Never-married and childless, Stephanie (not her real name) never dreamed her life would turn out the way it has.
“Singleness is something I deal with constantly,” the 35-year-old educator said. “I overhear my co-workers talk about ‘checking in’ with their spouse, and it reminds me I don’t have anyone to check in with. It even affects my friendships. I overreact when someone doesn’t respond to an invitation. I know that if I don’t hang out with them that evening, I’ll be alone.”
Some people may dismiss Stephanie’s complaints with the thought: “What’s the big deal? Enjoy your freedom; marriage isn’t what it’s cracked up to be, anyway.”
Stephanie, however, wants married individuals to understand something, “Singleness is a real issue,” she said. “It’s a painful issue. And it’s bigger than they think.”
For Americans in general, the number of single and married heads of households is about equal. For blacks, things get even more complicated. Forty-two percent of black women have never married compared to around 27 percent of white women, and some statistics have indicated that when you add up African American never-marrieds, divorcees and widows that percentage jumps to an unbelievable 70 percent.
Stephanie can relate to this, being African American. She muses, “Out of about 15 of my closest African American girlfriends, only three are married. But I think all of my white co-workers are married.”
The emotional toll weighs on women like Stephanie, who have never had “Sex in the City” type experiences with men. “I’ve never had a serious relationship. I don’t even know what its like. It’s hurtful to tears.”
A deeply spiritual person, Stephanie relies on prayer and her church family for support. But at times, she still struggles to maintain hope. “I try to stay positive, stay involved, stay busy,” she said. “But I battle daily to keep believing God over what is constantly in my face.”
Other singles manage what is before them in unique ways. One twice-divorced mother with no desire to re-marry seems to attract men like a magnet. She picks them up at grocery stores, social events — even her front yard. Rather than let them go to waste, she introduces the eligible bachelors to her other single friends and has gotten a reputation for being a match-maker.
Another 30-something single recently met a man in Europe. After one whirlwind month of romantic and interesting dates, she decided she could marry him. “I mean, if we share the same faith and he’s a good person — I’m going to go forward (with marriage),” she said.

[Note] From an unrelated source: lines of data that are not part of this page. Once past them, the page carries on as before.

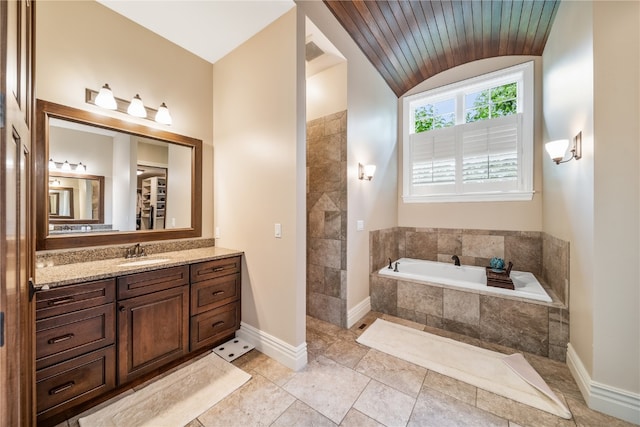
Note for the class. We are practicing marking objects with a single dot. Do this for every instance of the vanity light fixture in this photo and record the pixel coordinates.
(366, 171)
(134, 108)
(105, 98)
(557, 149)
(67, 167)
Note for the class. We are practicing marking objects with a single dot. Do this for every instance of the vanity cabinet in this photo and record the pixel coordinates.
(75, 345)
(153, 320)
(215, 301)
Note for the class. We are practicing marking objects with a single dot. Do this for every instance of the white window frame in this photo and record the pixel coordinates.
(522, 188)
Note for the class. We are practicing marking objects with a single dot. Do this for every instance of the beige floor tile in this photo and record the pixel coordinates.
(399, 374)
(451, 387)
(385, 404)
(259, 402)
(356, 418)
(520, 413)
(439, 410)
(327, 387)
(299, 414)
(346, 353)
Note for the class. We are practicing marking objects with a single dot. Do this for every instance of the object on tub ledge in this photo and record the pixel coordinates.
(500, 279)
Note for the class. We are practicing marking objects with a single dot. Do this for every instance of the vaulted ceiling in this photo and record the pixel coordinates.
(410, 41)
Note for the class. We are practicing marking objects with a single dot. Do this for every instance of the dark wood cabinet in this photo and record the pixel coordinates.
(215, 301)
(153, 320)
(95, 338)
(75, 345)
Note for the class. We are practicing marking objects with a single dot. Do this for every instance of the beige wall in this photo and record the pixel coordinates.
(260, 174)
(327, 92)
(592, 84)
(568, 188)
(521, 216)
(371, 136)
(82, 44)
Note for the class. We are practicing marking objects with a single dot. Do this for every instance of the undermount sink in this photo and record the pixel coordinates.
(143, 262)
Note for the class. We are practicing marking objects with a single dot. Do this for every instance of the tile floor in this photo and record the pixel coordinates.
(347, 384)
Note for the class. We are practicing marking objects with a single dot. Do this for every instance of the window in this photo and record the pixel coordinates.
(472, 140)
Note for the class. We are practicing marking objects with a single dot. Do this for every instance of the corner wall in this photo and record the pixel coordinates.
(260, 181)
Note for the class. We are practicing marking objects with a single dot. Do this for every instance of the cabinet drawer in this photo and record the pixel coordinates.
(77, 380)
(209, 327)
(63, 337)
(74, 297)
(214, 293)
(152, 281)
(212, 269)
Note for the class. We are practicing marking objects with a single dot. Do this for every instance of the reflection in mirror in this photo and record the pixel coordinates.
(129, 182)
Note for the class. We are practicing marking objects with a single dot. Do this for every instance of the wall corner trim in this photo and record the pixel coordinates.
(292, 357)
(602, 397)
(358, 312)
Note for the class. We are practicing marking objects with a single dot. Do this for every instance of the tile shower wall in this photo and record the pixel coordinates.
(327, 218)
(538, 328)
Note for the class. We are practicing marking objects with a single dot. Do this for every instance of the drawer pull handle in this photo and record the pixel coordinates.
(60, 339)
(62, 388)
(61, 301)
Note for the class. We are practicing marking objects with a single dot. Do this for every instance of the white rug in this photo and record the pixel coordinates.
(508, 376)
(175, 400)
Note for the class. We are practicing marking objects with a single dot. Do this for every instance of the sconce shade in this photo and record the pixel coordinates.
(163, 116)
(366, 171)
(105, 98)
(556, 149)
(136, 108)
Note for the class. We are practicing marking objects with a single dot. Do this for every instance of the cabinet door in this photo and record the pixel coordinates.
(153, 330)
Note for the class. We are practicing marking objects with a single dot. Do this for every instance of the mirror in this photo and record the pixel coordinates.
(101, 180)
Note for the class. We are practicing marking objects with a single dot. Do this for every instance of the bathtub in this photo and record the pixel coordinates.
(466, 277)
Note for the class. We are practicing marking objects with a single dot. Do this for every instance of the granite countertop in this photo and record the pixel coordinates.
(68, 274)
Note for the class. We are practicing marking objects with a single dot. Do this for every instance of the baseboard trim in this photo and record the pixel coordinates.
(292, 357)
(602, 397)
(358, 312)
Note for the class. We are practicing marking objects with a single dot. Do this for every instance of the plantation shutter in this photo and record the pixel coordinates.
(490, 150)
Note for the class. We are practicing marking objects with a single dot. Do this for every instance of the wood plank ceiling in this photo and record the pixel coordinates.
(410, 41)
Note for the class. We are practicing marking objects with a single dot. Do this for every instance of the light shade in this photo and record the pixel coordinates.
(366, 171)
(105, 98)
(163, 116)
(136, 108)
(556, 149)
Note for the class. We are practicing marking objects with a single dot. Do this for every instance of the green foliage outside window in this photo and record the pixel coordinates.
(495, 102)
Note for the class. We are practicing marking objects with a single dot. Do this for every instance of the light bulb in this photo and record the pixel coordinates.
(105, 98)
(136, 108)
(163, 116)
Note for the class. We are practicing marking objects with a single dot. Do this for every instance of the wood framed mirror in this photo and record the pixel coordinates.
(108, 167)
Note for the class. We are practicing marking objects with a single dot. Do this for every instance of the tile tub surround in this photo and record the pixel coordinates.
(536, 327)
(327, 218)
(99, 253)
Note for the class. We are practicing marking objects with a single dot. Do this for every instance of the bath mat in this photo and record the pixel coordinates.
(174, 400)
(508, 376)
(233, 349)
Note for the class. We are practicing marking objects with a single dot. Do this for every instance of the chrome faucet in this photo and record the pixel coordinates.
(135, 251)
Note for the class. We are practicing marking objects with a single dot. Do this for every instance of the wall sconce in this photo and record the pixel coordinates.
(557, 149)
(67, 167)
(105, 99)
(366, 171)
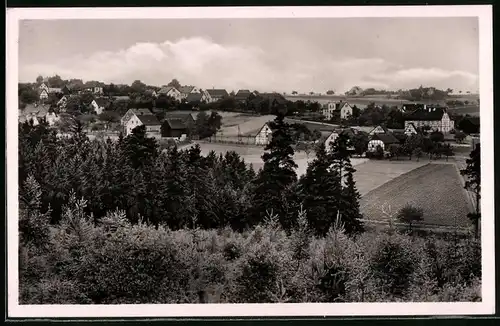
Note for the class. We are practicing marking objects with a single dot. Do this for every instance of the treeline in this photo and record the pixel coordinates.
(174, 187)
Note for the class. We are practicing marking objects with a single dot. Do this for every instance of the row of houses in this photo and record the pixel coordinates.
(175, 126)
(416, 115)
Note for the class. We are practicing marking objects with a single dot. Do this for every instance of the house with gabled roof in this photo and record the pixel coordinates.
(410, 129)
(170, 91)
(431, 116)
(174, 128)
(217, 94)
(196, 98)
(143, 117)
(343, 107)
(186, 90)
(131, 112)
(99, 104)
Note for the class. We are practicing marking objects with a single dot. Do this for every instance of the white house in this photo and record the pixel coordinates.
(331, 138)
(344, 108)
(186, 90)
(134, 112)
(153, 126)
(328, 110)
(410, 129)
(263, 136)
(172, 92)
(434, 117)
(381, 139)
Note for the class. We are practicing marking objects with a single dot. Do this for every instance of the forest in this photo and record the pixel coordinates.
(125, 222)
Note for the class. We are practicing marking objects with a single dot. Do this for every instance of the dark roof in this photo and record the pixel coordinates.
(217, 92)
(387, 138)
(165, 90)
(140, 112)
(429, 113)
(175, 123)
(101, 101)
(194, 97)
(148, 120)
(181, 116)
(186, 89)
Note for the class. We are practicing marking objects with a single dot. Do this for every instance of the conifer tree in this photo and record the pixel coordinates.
(273, 185)
(348, 201)
(319, 191)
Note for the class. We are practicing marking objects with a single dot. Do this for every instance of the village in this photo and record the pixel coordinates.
(380, 153)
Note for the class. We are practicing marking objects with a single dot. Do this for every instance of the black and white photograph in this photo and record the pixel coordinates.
(305, 160)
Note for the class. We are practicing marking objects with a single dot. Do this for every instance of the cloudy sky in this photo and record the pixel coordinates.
(263, 54)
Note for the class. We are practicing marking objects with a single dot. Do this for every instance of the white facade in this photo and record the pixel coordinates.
(410, 130)
(44, 94)
(329, 141)
(372, 145)
(345, 111)
(445, 125)
(131, 124)
(264, 135)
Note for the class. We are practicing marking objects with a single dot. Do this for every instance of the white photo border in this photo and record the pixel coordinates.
(485, 307)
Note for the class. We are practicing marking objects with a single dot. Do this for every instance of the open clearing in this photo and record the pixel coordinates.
(374, 173)
(252, 155)
(436, 188)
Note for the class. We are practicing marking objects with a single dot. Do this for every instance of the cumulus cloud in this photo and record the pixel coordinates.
(199, 61)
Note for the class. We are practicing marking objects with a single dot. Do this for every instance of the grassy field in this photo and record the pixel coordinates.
(252, 155)
(436, 188)
(374, 173)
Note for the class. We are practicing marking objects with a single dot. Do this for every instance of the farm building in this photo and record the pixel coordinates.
(242, 95)
(410, 129)
(344, 108)
(171, 91)
(435, 117)
(174, 128)
(186, 90)
(185, 117)
(196, 98)
(217, 94)
(134, 112)
(37, 113)
(381, 139)
(153, 126)
(263, 136)
(99, 105)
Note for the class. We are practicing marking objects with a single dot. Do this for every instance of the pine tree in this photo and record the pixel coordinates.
(349, 196)
(273, 185)
(473, 183)
(319, 191)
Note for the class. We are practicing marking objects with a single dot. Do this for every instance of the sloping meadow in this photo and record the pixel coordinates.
(114, 262)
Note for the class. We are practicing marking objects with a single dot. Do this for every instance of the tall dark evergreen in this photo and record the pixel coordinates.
(348, 204)
(274, 183)
(319, 191)
(473, 183)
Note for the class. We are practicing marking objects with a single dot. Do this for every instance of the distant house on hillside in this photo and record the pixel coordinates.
(99, 105)
(217, 94)
(186, 90)
(172, 92)
(381, 139)
(432, 116)
(134, 112)
(243, 95)
(410, 129)
(355, 91)
(186, 118)
(153, 126)
(344, 108)
(174, 128)
(37, 113)
(263, 136)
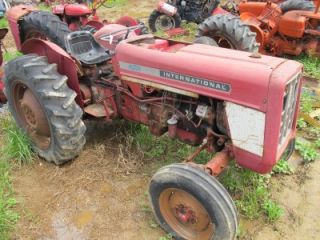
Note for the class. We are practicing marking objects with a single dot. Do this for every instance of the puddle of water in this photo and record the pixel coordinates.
(65, 230)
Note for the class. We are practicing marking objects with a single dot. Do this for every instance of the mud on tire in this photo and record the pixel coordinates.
(229, 32)
(209, 193)
(43, 24)
(55, 100)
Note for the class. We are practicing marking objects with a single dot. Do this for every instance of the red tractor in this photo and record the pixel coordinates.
(3, 33)
(81, 17)
(229, 103)
(291, 27)
(170, 13)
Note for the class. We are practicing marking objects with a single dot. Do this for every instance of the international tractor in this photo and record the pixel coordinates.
(289, 28)
(235, 104)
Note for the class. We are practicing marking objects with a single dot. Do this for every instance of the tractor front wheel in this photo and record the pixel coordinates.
(44, 108)
(161, 22)
(190, 204)
(229, 32)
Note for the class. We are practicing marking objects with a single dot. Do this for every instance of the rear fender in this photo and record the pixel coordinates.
(14, 15)
(255, 8)
(96, 24)
(66, 65)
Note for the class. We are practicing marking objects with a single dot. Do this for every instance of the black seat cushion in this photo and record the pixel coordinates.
(82, 46)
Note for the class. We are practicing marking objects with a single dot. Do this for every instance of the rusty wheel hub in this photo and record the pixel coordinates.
(185, 214)
(223, 42)
(32, 117)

The happiest singles seem to be those who have a vibrant social life are involved in loving relationships, enjoy their careers and are satisfied with their lifestyles in general. There’s just no getting around it, being single and in a relationship or as a single parent is quite different than just being single.
Most self-help books and workshops for singles focus on being emotionally healthy for future marriage and greater satisfaction with life as it is.
They’d sum up their philosophy with, “Better to be single than in a bad marriage.”
A new wave of writings, however, could be summed up in the title of a book called, “Get Married.” One of the greatest of human fears is that of being alone in the world, and having a family symbolizes moving through life in constant relationship.
These new writings emphasize helping singles marry, believing that the deepest satisfaction in life is found in this oldest of institutions.